You can rent motorbikes though (small Honda 400ccm which are big fun or more powerful DR650).
You can rent them at MTB: http://www.motorcycletoursuyuni.com
They only rent including guide at 200$ per day. Thats quite pricy, but totally worth it. The alternative would be to take one of the many 4×4 organised tours. That is a lot cheaper, but you miss the feeling of riding a motorbike on the salar, which is fantastic.
If the Salar is dry it is safe to go on your own bike
Ride into the void:
There are only few places where you can enter the Salar.
Don’t enter anywhere else and only use the tracks from the 4×4. Off the tracks the surface can be very soft so that you may sink your bike and need a 4×4 to pull it out.
The eastern entrance is in Colchani at the road from Chalapata to Uyuni at approx. 20km north of Uyuni (S20° 17.876′ W66° 56.130′). You can’t miss it. There are 2 salt hotels at the entrance. We haven’t stayed there, but people we met said it was interesting (plus you can see the sunset over the salar there).

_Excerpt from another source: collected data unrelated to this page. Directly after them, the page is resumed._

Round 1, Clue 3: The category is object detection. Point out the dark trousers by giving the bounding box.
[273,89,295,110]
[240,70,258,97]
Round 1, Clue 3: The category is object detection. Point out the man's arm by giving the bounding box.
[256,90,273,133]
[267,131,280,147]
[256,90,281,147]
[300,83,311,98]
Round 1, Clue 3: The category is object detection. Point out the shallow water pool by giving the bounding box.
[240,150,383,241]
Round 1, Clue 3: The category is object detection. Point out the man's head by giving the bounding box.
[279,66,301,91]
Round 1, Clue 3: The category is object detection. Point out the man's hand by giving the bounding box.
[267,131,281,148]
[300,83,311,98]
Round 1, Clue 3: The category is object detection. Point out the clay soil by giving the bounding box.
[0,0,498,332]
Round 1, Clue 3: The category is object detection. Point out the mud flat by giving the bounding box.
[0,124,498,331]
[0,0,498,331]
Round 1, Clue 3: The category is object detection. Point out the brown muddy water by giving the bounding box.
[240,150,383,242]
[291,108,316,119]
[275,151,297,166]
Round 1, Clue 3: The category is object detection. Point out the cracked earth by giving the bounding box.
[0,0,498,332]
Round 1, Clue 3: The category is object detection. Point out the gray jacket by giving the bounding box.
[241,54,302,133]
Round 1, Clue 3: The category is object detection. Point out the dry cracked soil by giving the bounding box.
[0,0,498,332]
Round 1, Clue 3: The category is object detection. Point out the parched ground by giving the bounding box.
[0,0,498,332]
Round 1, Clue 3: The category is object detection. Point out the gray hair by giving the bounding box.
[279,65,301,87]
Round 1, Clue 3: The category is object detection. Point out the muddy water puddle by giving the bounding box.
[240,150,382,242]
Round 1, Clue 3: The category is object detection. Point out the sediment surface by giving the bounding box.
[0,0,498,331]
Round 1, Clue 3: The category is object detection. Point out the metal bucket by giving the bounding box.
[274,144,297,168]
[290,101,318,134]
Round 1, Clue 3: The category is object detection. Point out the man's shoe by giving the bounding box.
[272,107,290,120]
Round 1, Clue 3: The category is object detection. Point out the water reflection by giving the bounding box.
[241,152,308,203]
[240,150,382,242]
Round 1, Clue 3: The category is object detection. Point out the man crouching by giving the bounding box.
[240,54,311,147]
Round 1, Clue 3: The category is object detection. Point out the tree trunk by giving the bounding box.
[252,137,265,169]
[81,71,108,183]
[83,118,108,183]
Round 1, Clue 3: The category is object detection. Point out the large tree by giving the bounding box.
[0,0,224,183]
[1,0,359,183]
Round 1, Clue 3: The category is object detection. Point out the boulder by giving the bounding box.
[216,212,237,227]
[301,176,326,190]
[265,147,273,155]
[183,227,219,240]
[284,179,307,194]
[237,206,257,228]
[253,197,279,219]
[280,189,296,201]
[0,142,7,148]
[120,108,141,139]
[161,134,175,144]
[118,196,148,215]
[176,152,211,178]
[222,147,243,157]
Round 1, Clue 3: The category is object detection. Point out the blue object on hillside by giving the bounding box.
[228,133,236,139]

Once you are on the Salar you can go wherever you want.
Once in the while little holes (up to 50cm diameter) offer a view into the world of salt crystals underneath (the locals call them “Ojos”). They are no danger and you can go and have a look.
There is an island where all the 4×4 organized tours go to (S20° 14.498′ W67° 37.671′): Isla Incahuasi (formerly Isla Pescado). It has a little hill and offers a fantastic view. Only enter the island from the northeastern end (where you will see some huts and during the day dozens of 4×4, as the rest of the surroundings of the islands may have a thin salt crust).
It is great fun to ride the bike on the Salar. It is not slippery at all.
After the visit make sure to clean your bike at one of the many washing places in town.